Motorists have been warned to brace themselves for further double digit increases in car insurance premiums during 2009.
The AA this week said the cost of motor cover had risen by 11 per cent in 2008, and it expected a similar increase this year as insurers took action to address their underwriting losses.
The average annual premium for comprehensive car insurance rose by 1.3 per cent during the three months to the end of March to £751.60, the first increase seen during the first quarter for six years.
The AA’s shoparound index, which compares the three most competitive quotes available, also rose by just under one per cent to £504.38.
The group said insurers were facing rising costs due to higher theft, fraud, and personal injury claims and increased legal expenses, at a time when their investment income was falling.
It estimated that for every £100 that motor insurers received in premiums, they were paying out around £105 in claims and costs.
Simon Douglas, director of AA Insurance, said: “Although 1.3 per cent may not sound much, premiums fell during the same period in each of the past five years, so this increase is a significant indication that insurers are determined to address past underwriting losses this year, as we predicted last year.
“Premiums tend to fall a little during the first three months of the year.
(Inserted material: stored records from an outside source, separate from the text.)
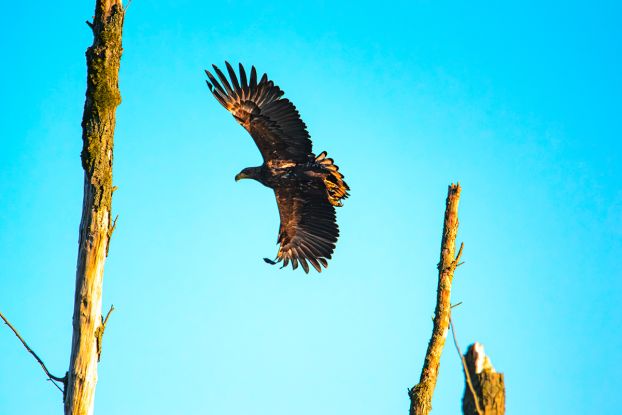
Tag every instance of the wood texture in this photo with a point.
(421, 394)
(98, 124)
(489, 385)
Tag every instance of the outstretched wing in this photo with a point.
(308, 230)
(272, 121)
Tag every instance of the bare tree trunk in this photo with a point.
(421, 394)
(489, 385)
(98, 123)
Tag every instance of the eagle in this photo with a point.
(307, 187)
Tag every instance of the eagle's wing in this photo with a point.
(272, 121)
(308, 230)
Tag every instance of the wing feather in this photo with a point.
(273, 121)
(308, 230)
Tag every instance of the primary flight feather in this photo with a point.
(307, 187)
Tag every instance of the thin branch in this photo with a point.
(421, 394)
(99, 334)
(108, 314)
(465, 368)
(50, 376)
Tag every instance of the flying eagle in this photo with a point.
(307, 187)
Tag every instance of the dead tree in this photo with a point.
(421, 394)
(98, 124)
(103, 59)
(487, 384)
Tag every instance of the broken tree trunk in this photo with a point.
(489, 385)
(98, 124)
(421, 394)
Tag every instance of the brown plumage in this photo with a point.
(307, 187)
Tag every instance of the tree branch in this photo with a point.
(421, 394)
(478, 409)
(103, 59)
(50, 376)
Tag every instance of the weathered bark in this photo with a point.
(421, 394)
(489, 385)
(96, 226)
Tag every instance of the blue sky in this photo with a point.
(519, 101)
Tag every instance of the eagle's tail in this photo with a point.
(336, 187)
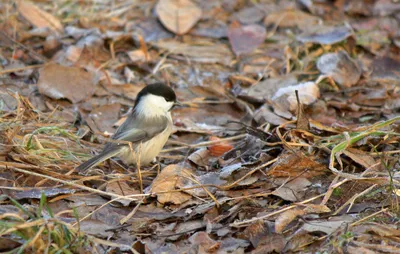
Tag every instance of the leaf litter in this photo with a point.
(288, 140)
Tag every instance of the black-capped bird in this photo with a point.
(147, 129)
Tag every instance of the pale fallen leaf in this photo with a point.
(250, 15)
(325, 35)
(292, 190)
(286, 217)
(245, 39)
(72, 83)
(216, 53)
(168, 180)
(312, 208)
(220, 148)
(308, 93)
(359, 156)
(38, 17)
(178, 16)
(295, 164)
(137, 55)
(341, 67)
(327, 226)
(291, 18)
(123, 189)
(200, 157)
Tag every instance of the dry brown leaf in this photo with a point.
(220, 148)
(341, 67)
(123, 189)
(38, 17)
(245, 39)
(291, 18)
(168, 180)
(72, 83)
(295, 164)
(286, 217)
(311, 208)
(308, 94)
(293, 190)
(178, 16)
(361, 157)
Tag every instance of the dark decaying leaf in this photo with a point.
(167, 181)
(37, 193)
(326, 35)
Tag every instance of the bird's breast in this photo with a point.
(148, 150)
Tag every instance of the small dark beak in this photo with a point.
(176, 104)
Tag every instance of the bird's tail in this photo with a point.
(104, 155)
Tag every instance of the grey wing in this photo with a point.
(135, 129)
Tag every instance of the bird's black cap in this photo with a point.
(157, 89)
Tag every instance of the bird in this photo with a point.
(145, 131)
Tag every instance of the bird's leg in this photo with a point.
(156, 162)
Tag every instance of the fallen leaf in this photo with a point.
(361, 157)
(271, 243)
(123, 189)
(200, 157)
(250, 15)
(293, 190)
(227, 171)
(72, 83)
(103, 118)
(168, 180)
(267, 89)
(291, 18)
(202, 239)
(95, 228)
(327, 226)
(302, 122)
(341, 67)
(295, 164)
(37, 193)
(178, 16)
(255, 233)
(325, 35)
(308, 94)
(287, 217)
(220, 148)
(216, 53)
(38, 17)
(245, 39)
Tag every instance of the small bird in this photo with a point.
(147, 129)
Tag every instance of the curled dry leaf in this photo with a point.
(308, 93)
(245, 39)
(38, 17)
(295, 164)
(217, 53)
(178, 16)
(326, 35)
(291, 18)
(170, 179)
(123, 189)
(286, 217)
(72, 83)
(293, 190)
(327, 226)
(341, 67)
(220, 148)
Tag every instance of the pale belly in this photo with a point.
(147, 150)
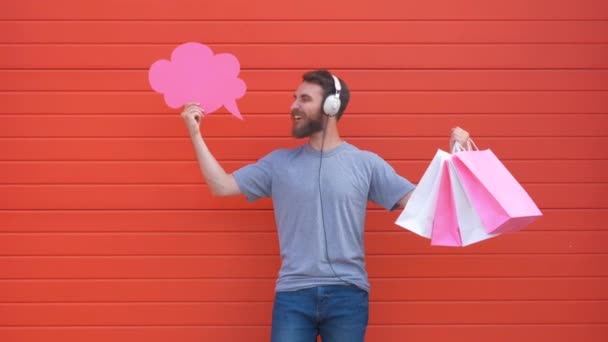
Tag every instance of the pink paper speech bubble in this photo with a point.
(195, 74)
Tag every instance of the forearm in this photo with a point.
(217, 179)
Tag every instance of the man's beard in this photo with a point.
(306, 129)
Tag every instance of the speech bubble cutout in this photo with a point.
(195, 74)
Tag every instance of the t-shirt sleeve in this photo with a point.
(387, 187)
(255, 180)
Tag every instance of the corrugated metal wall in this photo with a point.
(108, 234)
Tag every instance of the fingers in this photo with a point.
(459, 135)
(193, 110)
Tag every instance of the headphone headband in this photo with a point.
(337, 85)
(331, 106)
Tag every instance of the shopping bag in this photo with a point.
(418, 214)
(445, 229)
(501, 202)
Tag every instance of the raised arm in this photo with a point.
(220, 183)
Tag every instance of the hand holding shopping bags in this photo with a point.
(466, 197)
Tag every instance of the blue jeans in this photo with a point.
(338, 313)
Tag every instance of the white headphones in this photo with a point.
(331, 106)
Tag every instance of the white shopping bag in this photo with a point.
(417, 216)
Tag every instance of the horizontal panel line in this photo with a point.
(270, 230)
(387, 90)
(147, 44)
(107, 256)
(233, 326)
(265, 256)
(185, 136)
(288, 21)
(238, 279)
(283, 138)
(190, 161)
(2, 210)
(290, 91)
(291, 43)
(108, 303)
(307, 69)
(286, 114)
(246, 231)
(247, 279)
(201, 183)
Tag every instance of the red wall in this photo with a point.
(107, 232)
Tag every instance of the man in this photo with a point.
(320, 192)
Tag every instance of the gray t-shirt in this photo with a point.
(349, 178)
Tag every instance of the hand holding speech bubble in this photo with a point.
(195, 74)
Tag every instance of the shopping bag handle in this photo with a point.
(470, 146)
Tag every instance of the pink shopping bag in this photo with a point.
(500, 201)
(446, 231)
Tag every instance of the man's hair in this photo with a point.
(324, 79)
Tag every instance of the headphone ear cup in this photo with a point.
(331, 106)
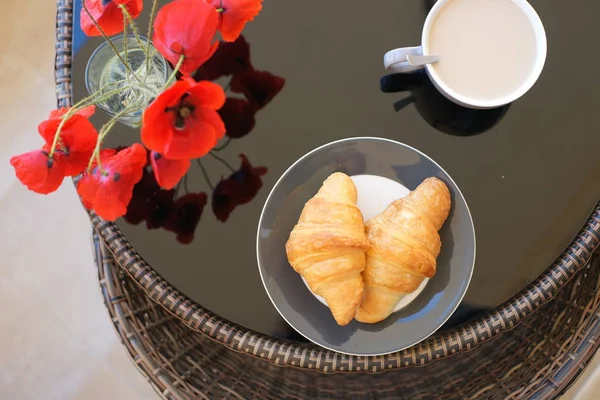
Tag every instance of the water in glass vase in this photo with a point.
(132, 93)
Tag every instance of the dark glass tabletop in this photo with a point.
(529, 171)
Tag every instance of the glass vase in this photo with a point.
(119, 92)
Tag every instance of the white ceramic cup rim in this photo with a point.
(536, 71)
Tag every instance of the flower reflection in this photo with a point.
(180, 210)
(239, 188)
(185, 217)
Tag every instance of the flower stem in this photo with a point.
(222, 161)
(105, 130)
(75, 109)
(133, 27)
(111, 44)
(179, 63)
(125, 42)
(205, 174)
(150, 27)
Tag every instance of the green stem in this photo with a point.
(179, 63)
(125, 42)
(133, 27)
(104, 131)
(76, 108)
(108, 40)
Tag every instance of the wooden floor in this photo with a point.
(56, 340)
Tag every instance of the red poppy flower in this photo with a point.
(108, 15)
(185, 219)
(186, 27)
(182, 122)
(108, 190)
(37, 172)
(260, 87)
(77, 141)
(168, 172)
(240, 188)
(229, 59)
(238, 116)
(234, 14)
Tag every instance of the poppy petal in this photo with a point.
(207, 94)
(110, 189)
(167, 172)
(108, 15)
(186, 27)
(77, 134)
(36, 173)
(234, 15)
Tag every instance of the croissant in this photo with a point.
(327, 246)
(404, 244)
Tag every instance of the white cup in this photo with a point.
(396, 60)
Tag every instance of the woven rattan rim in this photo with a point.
(293, 354)
(540, 359)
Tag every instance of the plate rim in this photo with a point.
(332, 143)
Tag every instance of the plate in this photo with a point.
(356, 157)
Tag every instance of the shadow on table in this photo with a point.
(437, 110)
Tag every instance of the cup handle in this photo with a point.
(396, 60)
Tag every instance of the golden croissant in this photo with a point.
(327, 246)
(404, 244)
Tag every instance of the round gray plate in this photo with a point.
(293, 300)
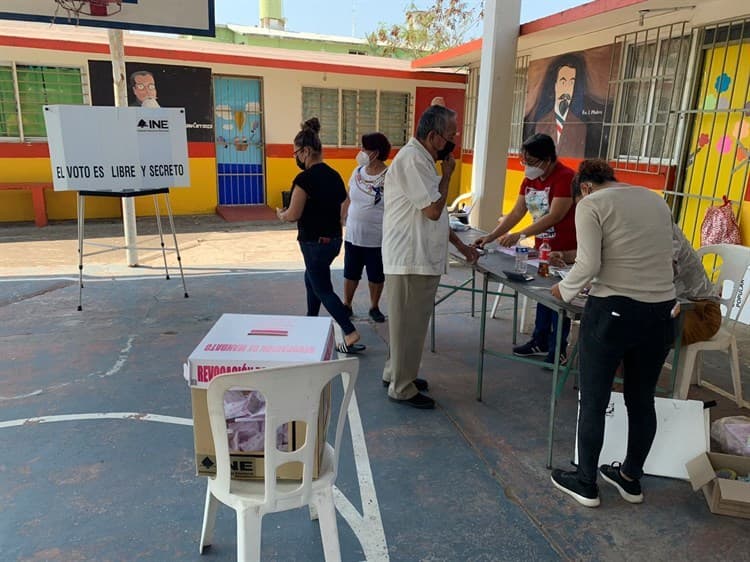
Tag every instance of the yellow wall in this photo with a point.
(711, 173)
(513, 180)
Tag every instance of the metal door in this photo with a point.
(239, 140)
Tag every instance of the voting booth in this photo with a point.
(118, 152)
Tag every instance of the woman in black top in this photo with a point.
(318, 193)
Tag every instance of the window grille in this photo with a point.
(470, 110)
(642, 126)
(25, 89)
(520, 81)
(323, 103)
(395, 122)
(358, 115)
(716, 155)
(358, 112)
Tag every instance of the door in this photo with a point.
(239, 140)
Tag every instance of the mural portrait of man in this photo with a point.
(566, 100)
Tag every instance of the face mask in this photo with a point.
(446, 150)
(363, 159)
(533, 172)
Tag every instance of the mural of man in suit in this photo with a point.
(559, 106)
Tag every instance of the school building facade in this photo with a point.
(659, 89)
(243, 104)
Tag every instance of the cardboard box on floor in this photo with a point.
(242, 342)
(724, 496)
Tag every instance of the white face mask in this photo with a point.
(363, 159)
(533, 172)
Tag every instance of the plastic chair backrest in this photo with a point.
(292, 393)
(727, 271)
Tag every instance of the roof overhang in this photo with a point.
(580, 20)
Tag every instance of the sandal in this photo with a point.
(350, 349)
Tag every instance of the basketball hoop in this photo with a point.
(96, 8)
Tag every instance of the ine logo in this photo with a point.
(153, 125)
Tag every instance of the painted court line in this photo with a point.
(367, 526)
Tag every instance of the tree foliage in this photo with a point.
(444, 25)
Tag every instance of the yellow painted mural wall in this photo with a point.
(720, 145)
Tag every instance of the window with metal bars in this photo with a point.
(25, 89)
(520, 80)
(648, 85)
(519, 100)
(345, 115)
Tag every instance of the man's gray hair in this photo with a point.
(435, 118)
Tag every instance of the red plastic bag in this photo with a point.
(720, 226)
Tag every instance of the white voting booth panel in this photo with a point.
(682, 433)
(116, 149)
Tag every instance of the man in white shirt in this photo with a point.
(415, 248)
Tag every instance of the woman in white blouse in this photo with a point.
(364, 223)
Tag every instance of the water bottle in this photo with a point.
(522, 259)
(544, 251)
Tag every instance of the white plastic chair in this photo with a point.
(292, 393)
(735, 261)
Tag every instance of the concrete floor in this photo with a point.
(464, 482)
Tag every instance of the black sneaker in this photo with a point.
(629, 490)
(568, 482)
(529, 349)
(419, 401)
(421, 384)
(376, 315)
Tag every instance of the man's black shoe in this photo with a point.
(568, 482)
(419, 401)
(421, 384)
(630, 490)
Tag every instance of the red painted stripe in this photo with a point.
(41, 150)
(437, 58)
(572, 15)
(242, 60)
(575, 14)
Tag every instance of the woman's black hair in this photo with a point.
(379, 142)
(308, 135)
(540, 146)
(596, 171)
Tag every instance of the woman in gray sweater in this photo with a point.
(624, 237)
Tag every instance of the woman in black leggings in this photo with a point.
(624, 237)
(317, 199)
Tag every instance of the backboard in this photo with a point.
(189, 17)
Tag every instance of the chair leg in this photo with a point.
(684, 374)
(329, 532)
(249, 523)
(734, 361)
(209, 520)
(524, 329)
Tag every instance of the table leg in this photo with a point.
(482, 327)
(553, 393)
(473, 287)
(677, 350)
(80, 210)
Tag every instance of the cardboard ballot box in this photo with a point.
(241, 342)
(724, 496)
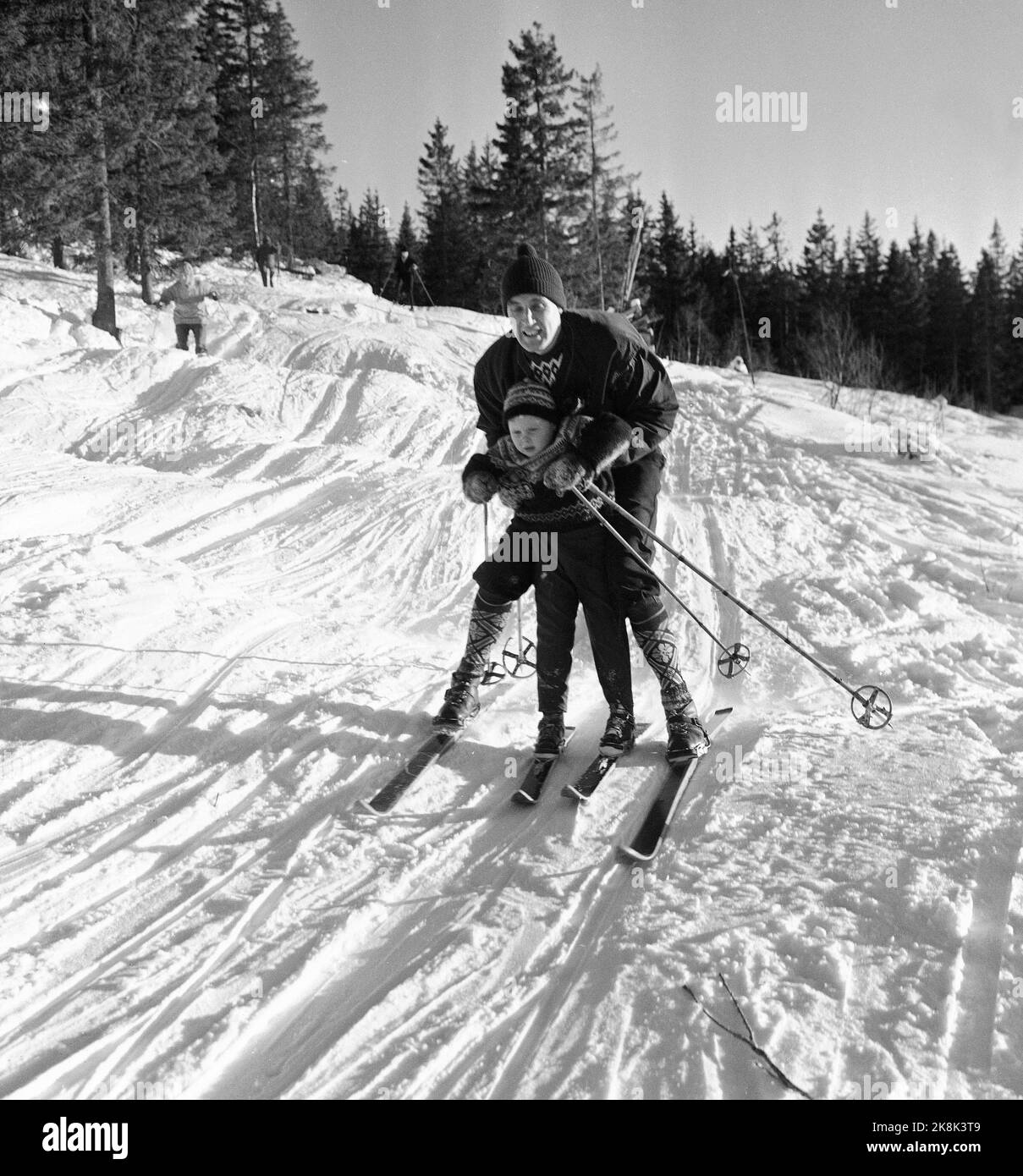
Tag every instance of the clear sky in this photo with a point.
(909, 102)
“It’s when most car insurance renewals take place, while the new March car registration change prompts customers to look for new insurance cover, so competition between insurers tends to hold premiums in check.
“But the industry is facing escalating costs, falling investment income and underwriting losses. Premium rises are therefore inevitable.”
During the past 12 months, the average comprehensive insurance premium has increased by nearly 11 per cent.
Mr Douglas said: “I expect premiums to increase by at least a similar percentage over the rest of 2009.”
Meanwhile, the cost of buildings insurance rose for the eighth quarter in a row, with the average premium increasing by 50p to a new high of £218.53 a year.
The cost of buildings cover has risen by eight per cent during the past year, the biggest increase recorded by the AA since it started collecting the data in 1994. Premiums for home contents insurance rose more steeply, jumping by 2.7 per cent during the quarter to average £126.34, reversing the downward trend seen during the previous two months.
But despite the rises, the AA said home insurance still offered good value, having only risen by a few pounds since the index started in 1994.
Mr Douglas said: “Although contents cover remains competitive, the average quoted premium has risen by nearly one per cent per month over the past quarter, which is an unusually sharp increase.”